41i-4IvFqkL._SX195_« Sur les chantiers quand approche l’heure du repas, les hommes font taire les pelles dans de profondes bassines d’eau. Là, ils lavent leurs mains, rincent une tomate, une pomme, à grands éclats, puis l’un siphonne un peu d’essence dans la bétonnière, l’autre rassemble des sacs de ciment vides, des bouts de polystyrène, du bois de palette. La surface des bassines redevient lisse et se nimbe d’une pellicule calcaire tandis qu’on allume un feu. L’épaisse fumée fait croire à une tombée de nuit. »

Après ces phrases qui entament le roman, on assiste au repas de ces ouvriers du bâtiment, puis un court paragraphe parle des incendies qui chaque été embrasent le Portugal, parle des pompiers, de ce qu’ils sentent, ressentent et font. Et on accède ensuite à l’histoire qui se déroule de 1955 à 1995, trois générations d’hommes nés au Portugal, ceux qui y sont restés, ceux qui en sont partis, certains revenus, pas d’autres. Ce roman parle de l’exil de la génération de Salazar, ceux qui fuyaient. Puis ceux qui partaient plus tard, pour une vie « meilleure ». Hélène, l’épouse française de Fernando:

carnations-ge14b82236_640 » La révolution des Oeillets était vieille d’un an quand elle avait rencontré Fernando mais elle le considérait tout de même comme un réfugié politique. Pour principal acte de résistance, il déplaisait à ses parents; cela comblait ses aspirations de grand air, de révolte et d’horizon. Pour lui plaire déjà, elle avait appris les paroles de la chanson Grãndola, Villa Morena qui figuraient à l’intérieur de la pochette du disque de José Afonso.
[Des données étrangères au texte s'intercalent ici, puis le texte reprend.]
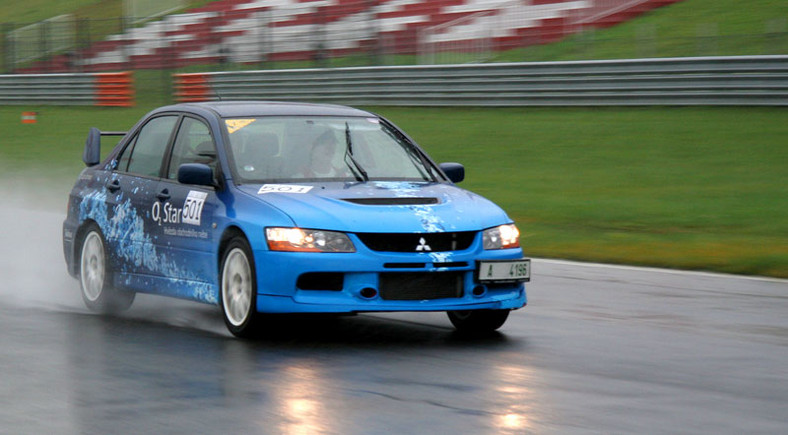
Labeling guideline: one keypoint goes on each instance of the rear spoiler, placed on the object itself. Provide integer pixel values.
(92, 154)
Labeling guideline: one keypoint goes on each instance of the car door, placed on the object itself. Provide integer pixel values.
(185, 214)
(131, 233)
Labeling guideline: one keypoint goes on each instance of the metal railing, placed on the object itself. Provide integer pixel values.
(741, 80)
(102, 89)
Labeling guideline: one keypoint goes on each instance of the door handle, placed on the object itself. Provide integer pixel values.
(113, 185)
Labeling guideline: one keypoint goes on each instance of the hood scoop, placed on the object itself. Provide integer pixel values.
(393, 201)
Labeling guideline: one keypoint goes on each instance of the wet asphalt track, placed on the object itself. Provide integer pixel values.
(598, 350)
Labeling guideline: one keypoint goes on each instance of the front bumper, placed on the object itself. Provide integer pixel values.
(359, 288)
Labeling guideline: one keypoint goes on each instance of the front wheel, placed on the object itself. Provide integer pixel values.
(478, 320)
(94, 276)
(239, 288)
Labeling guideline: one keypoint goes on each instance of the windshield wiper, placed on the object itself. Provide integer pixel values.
(349, 154)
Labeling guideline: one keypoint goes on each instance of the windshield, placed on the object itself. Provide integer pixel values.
(298, 148)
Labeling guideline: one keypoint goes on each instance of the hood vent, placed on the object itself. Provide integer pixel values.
(393, 201)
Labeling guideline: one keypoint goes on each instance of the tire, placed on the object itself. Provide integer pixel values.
(475, 321)
(95, 276)
(238, 289)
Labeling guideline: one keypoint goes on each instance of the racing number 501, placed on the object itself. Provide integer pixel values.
(518, 269)
(192, 207)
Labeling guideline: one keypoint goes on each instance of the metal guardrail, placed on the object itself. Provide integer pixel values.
(739, 80)
(101, 89)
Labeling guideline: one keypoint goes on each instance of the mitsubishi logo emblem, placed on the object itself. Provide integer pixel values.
(423, 246)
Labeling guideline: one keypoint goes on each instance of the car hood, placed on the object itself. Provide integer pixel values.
(373, 207)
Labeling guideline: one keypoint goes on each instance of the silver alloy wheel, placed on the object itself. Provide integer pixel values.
(237, 287)
(92, 266)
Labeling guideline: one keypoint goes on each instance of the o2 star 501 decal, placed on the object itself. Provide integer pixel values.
(190, 213)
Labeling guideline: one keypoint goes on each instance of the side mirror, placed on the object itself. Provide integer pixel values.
(195, 173)
(455, 171)
(92, 154)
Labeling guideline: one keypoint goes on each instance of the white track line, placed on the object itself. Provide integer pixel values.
(659, 270)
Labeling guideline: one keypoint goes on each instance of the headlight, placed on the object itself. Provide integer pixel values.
(301, 240)
(502, 237)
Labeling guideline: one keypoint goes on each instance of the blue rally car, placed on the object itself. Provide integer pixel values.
(269, 207)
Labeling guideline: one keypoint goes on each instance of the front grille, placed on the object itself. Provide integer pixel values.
(414, 286)
(417, 242)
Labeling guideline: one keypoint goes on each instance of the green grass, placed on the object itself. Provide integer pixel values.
(692, 188)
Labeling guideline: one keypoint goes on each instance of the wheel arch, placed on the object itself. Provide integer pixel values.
(76, 248)
(229, 233)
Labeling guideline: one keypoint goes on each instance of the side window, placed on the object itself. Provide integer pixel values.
(193, 144)
(125, 156)
(149, 146)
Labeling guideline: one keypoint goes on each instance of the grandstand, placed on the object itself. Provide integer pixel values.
(249, 31)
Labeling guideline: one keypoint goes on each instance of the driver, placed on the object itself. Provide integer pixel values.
(321, 158)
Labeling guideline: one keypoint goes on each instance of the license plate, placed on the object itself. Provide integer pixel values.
(504, 270)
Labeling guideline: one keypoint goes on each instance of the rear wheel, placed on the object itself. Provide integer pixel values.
(239, 288)
(94, 276)
(478, 320)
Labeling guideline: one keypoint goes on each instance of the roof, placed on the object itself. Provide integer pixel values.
(234, 109)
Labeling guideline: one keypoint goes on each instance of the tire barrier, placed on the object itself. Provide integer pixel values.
(731, 81)
(96, 89)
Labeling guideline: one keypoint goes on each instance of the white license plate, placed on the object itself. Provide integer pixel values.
(504, 270)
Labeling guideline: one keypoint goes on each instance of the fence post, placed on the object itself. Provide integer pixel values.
(8, 47)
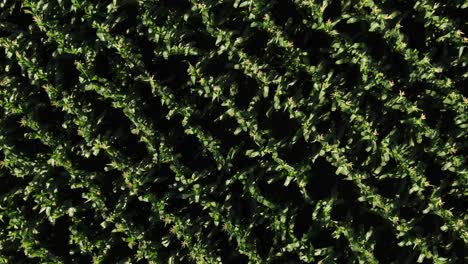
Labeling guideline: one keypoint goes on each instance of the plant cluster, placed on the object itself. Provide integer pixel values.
(196, 131)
C’est la chanson de votre révolution, tu devrais la connaître. Vous avez mis fin à la dictature sans aucun coup de feu, tu te rends compte? Les Français ont coupé des milliers de têtes et vous, pas un mort, avec des militaires à la manœuvre en plus! » Un œillet rouge avait fleuri au Portugal et chacun projetait ses rêves sur le petit État. »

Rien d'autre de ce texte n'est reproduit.